著者インタビュー
新刊書籍の内容や発刊にまつわる面白エピソード、授業に取り入れるポイントなどを、著者に直撃インタビューします。
一生の財産になる語彙力を、楽しく学習しよう!
東京都公立小学校主任教諭赤堀 貴彦
2020/1/28 掲載
 今回は赤堀貴彦先生に、『授業で使える! 語彙力アップ! 小学校国語 漢字・熟語ワーク』について伺いました。

―本書の内容や使い方について、簡単にご紹介ください。

 本書は、短時間で効率的に漢字や熟語に親しみ、語彙力を伸ばすことを目的に作成したワークシート集です。大事だとわかっていながらも、漢字や熟語の指導に多くの時間を割くことができないという課題にこたえる形で、先生方も子どもも負担に感じることなく、継続的に取り組めるよう工夫しました。
 説明ページは、指導の前に先生方がワークシートのねらいや指導の流れを確認できるようになっています。ワークシートページは、印刷してお使いください。繰り返し取り組んだり、同じ形式の違う問題に取り組んだりするとより効果的です。子どもたち一人ひとりが「漢字って面白い」「こんな風にも使えるんだ」と気づけるような内容となっています。

―本書は子どもが楽しく取り組めるような工夫がたくさん施されていますが、ワークシートづくりにあたって特に意識されていることはどのようなことでしょうか?

 ワークシートづくりにあたっては、教科書に掲載されている教材をもとにしながら、日常生活の中でどう漢字や熟語が生かされているのかを、子どもたちが意識できるような問題を考えました。そのため、様々な種類の問題をつくり、ワークシートをやるたびに発見があるよう工夫しました。授業の中で繰り返し漢字や熟語に触れることで伸びる力もあれば、学習したことを日常生活の中で実際に使うことで伸びる力もあります。
 その2つの力が並行して伸びていくことで、子どもたちは漢字・熟語に進んで親しむ姿勢をもつようになり、語彙力の伸びにもつながります。

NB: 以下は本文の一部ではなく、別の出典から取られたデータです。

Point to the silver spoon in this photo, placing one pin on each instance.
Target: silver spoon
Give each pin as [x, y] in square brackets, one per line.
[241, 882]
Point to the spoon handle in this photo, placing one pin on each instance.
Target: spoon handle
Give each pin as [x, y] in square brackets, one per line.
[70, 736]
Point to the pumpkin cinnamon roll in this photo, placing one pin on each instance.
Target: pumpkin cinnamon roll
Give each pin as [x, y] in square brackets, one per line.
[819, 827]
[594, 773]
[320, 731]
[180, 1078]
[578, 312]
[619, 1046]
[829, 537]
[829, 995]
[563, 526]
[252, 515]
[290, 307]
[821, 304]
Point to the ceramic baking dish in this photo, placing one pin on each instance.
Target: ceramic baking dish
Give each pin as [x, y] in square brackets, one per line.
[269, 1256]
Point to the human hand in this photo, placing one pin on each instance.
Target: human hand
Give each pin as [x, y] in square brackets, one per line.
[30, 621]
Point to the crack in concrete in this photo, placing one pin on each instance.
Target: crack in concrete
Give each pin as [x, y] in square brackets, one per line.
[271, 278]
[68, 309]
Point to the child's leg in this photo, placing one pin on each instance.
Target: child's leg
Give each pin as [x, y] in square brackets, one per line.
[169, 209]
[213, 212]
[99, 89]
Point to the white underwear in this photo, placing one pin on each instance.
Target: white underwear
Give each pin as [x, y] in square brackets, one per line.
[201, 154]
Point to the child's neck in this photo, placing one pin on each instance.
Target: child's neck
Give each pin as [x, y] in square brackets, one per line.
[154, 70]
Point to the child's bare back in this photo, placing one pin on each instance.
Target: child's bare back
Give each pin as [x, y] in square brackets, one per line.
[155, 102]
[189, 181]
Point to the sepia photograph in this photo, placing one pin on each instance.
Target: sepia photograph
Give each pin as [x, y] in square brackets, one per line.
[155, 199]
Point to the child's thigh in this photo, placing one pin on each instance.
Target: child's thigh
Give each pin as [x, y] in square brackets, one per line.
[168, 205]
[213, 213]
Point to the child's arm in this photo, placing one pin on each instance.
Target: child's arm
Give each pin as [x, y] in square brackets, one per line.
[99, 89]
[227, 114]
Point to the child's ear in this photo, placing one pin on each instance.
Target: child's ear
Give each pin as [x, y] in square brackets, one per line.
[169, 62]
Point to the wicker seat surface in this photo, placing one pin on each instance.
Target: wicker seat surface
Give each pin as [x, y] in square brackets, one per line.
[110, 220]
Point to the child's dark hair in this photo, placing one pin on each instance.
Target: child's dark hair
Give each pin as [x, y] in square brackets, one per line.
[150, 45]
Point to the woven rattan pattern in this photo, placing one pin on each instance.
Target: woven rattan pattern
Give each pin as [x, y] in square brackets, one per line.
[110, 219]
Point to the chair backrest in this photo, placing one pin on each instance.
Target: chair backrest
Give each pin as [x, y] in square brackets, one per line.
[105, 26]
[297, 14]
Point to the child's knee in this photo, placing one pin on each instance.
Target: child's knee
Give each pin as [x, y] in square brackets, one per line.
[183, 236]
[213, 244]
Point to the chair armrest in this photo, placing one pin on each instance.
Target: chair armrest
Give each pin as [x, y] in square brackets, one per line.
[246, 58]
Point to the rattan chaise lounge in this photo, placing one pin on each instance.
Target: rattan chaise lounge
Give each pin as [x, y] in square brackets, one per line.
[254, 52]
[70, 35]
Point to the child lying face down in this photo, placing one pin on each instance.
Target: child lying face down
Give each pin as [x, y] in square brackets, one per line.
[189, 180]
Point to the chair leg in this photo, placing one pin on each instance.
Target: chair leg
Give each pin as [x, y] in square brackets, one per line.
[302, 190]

そのことを常に頭の中に置きながら、問題を作成しました。

―漢字・熟語指導にかかわって、ワークの他に先生がこだわって実践されていることがございましたら、ぜひお教えください。

 現在、2年生の担任をしていますが、新出漢字の学習の際に、短い文を考えさせたり、その文を全員で読んだりすることで、漢字が様々な場面で使われていることに気づかせるようにしています。また、「この漢字は他にどのように使われるかな?」と聞くと、だいたい同じ読み方の違う漢字を言う子がいます。その際には、不正解だと言うだけでなく、たとえ既習漢字でなくても、「それはこの漢字だね」と板書して説明し、「そんな漢字もあるんだ」と子どもたちを少し得した気分、背伸びした気分にさせています。

―最後に、読者の先生方へメッセージをお願いいたします。

 漢字・熟語の語彙力は、一朝一夕で身につくものではありません。しかしながら、子どもたちにとっては、一生の財産になるものだと思います。短時間でやるにせよ、教える工夫は無限あり、それを考える楽しさやその成果を味わえることは、この仕事の特権だと思います。
 本書をきっかけにして、少しでも多くの先生方が、「これならできるかも」「もっとこうすることもできる」と指導に前向きな気持ちになっていただければ幸いです。そんな先生が身近にいれば、子どもたちにとっても漢字・熟語の学習がきっと楽しくなると思います。